The electricity may come from a futuristic source, but transmitting it still depends on a 100-year-old technology: Put up tall towers and string lines between them.
And as new sources of electricity come on line, new transmission lines are going up or being planned. Which has several citizens steamed.
The Transmission Agency of Northern California (TANC) is planning to build a new 600-mile, 500 kV transmission line to bring solar, wind and geothermal energy from northeastern California to the Sacramento area. Some residents of Winters, Calif., about 30 miles west of Sacramento, have learned the power lines will run right next to their homes.

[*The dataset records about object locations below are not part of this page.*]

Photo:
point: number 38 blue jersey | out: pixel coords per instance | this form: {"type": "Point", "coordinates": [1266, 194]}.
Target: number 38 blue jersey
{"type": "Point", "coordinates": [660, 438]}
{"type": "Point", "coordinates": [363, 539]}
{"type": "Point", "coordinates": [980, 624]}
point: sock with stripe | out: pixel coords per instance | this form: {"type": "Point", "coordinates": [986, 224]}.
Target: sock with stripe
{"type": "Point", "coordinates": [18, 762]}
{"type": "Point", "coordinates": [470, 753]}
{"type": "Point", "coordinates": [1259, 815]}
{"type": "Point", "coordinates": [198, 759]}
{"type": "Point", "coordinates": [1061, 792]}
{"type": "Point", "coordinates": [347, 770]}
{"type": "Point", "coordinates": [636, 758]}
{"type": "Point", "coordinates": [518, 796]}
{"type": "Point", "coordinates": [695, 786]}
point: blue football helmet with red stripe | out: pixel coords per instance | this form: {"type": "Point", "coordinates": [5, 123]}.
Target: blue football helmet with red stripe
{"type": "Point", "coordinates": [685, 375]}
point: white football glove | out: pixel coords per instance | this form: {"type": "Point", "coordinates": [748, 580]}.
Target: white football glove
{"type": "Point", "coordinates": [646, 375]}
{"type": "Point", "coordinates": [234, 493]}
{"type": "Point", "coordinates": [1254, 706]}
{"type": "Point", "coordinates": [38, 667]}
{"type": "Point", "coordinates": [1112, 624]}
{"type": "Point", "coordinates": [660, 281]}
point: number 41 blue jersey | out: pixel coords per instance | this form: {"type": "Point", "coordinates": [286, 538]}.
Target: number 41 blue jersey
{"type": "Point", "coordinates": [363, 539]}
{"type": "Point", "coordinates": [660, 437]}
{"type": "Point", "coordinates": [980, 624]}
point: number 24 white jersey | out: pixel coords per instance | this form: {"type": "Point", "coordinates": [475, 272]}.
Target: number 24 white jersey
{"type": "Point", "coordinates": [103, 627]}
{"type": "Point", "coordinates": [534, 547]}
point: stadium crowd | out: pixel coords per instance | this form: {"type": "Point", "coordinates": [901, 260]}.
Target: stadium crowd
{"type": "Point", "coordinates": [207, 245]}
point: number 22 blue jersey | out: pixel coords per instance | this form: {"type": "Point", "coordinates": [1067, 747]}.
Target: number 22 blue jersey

Utilities must build the new lines because the government may soon require them to get a third of their power from renewable sources by 2020, and the existing lines can't handle the extra power. Siting the new towers next to current ones would compromise security, so TANC is investing $1.5 billion in the new route.
A NIMBY sentiment has taken hold in several communities along the proposed course. While everyone's in favor of clean energy, they also want a clean environment. One that doesn't feature massive masts on their land.
Some residents are asking why the government doesn't put resources into smaller solar power projects that could serve nearby towns.
But utilities and energy experts say the erection of new power lines is inevitable. As a member of the California Energy Commission said, "If we are going to have to move away from fossil fuels, we are going to have build some transmission lines."